Backlash: Matty Healy and Adam Friedland during their controversial interview
Backlash: Matty Healy and Adam Friedland during their controversial interview (Screenshot)

Individually, some of these videos can be funny. And I’m sure I’d laugh at a few of them if I heard the jokes live, particularly if they reminded me of my own behaviour. But it’s hard not to smell the lingering scent of misogyny once you glimpse the sheer volume of these videos. You also can’t help but wonder how helpful all of this is, particularly when you consider it within the wider context of how men talk about women online – think men’s influencer Andrew Tate – and the litany of male comedians who’ve made jokes about sexual violence, among them Michael Che, Daniel Tosh, and Jim Jefferies.

Then there’s Russell Brand, who, among a lot of other misogynist material, famously joked on stage about women giving him oral sex, saying: “I like them blow jobs, right, where it goes in their neck a little bit... Them blowjobs where mascara runs a little bit”. The comedian has since been accused of multiple counts of sexual assault, which he has denied.

So, where does that leave Rife?
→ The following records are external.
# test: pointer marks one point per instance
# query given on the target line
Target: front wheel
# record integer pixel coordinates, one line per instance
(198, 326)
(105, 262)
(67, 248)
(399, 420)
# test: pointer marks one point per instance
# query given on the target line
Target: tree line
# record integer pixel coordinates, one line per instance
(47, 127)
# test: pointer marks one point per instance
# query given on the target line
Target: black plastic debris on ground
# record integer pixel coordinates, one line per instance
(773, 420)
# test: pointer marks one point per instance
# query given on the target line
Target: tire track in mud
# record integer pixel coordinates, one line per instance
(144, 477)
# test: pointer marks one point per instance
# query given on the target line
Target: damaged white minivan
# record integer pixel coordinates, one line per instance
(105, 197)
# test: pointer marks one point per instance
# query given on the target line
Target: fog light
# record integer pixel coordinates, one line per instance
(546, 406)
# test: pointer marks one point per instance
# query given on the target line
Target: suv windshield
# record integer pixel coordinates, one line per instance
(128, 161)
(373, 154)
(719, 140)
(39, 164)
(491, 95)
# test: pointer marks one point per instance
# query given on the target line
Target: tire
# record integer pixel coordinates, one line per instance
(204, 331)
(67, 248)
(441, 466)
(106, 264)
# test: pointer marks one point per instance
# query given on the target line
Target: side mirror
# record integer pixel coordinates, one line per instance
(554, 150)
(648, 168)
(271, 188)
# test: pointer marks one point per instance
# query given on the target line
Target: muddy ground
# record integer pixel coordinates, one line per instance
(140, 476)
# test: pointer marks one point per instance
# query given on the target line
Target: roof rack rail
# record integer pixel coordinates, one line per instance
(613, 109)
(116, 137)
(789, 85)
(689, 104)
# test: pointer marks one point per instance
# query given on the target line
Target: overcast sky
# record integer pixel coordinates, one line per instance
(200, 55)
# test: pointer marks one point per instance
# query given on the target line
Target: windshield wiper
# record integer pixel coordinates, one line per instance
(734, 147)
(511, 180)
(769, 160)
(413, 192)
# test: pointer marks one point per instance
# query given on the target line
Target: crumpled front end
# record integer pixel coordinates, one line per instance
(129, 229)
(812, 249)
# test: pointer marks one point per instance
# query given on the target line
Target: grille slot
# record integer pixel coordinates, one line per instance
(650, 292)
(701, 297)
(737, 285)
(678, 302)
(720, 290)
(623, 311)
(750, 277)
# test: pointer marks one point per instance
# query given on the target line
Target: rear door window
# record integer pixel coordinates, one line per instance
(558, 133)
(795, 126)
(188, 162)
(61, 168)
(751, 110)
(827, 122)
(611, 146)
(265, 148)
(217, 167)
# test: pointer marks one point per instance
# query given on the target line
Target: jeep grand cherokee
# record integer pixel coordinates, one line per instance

He may not have cracked jokes about rape, or making women’s eyes water through oral sex, but that doesn’t make him exempt from the wider problem at hand. Perhaps the point of all this is to recognise how one joke about “crystal girls” leads to another about “drunk girls”, then another about their ethnicity, then their body, and so on.

It’s all part of the same culture of misogyny. And it’s within this framework that we need to think carefully about the way male comedians are talking about women. Because you can only poke fun at a certain type of behaviour so often before normalising the poking. Then, before you know it, you’ve become a part of the problem you were trying to satirise.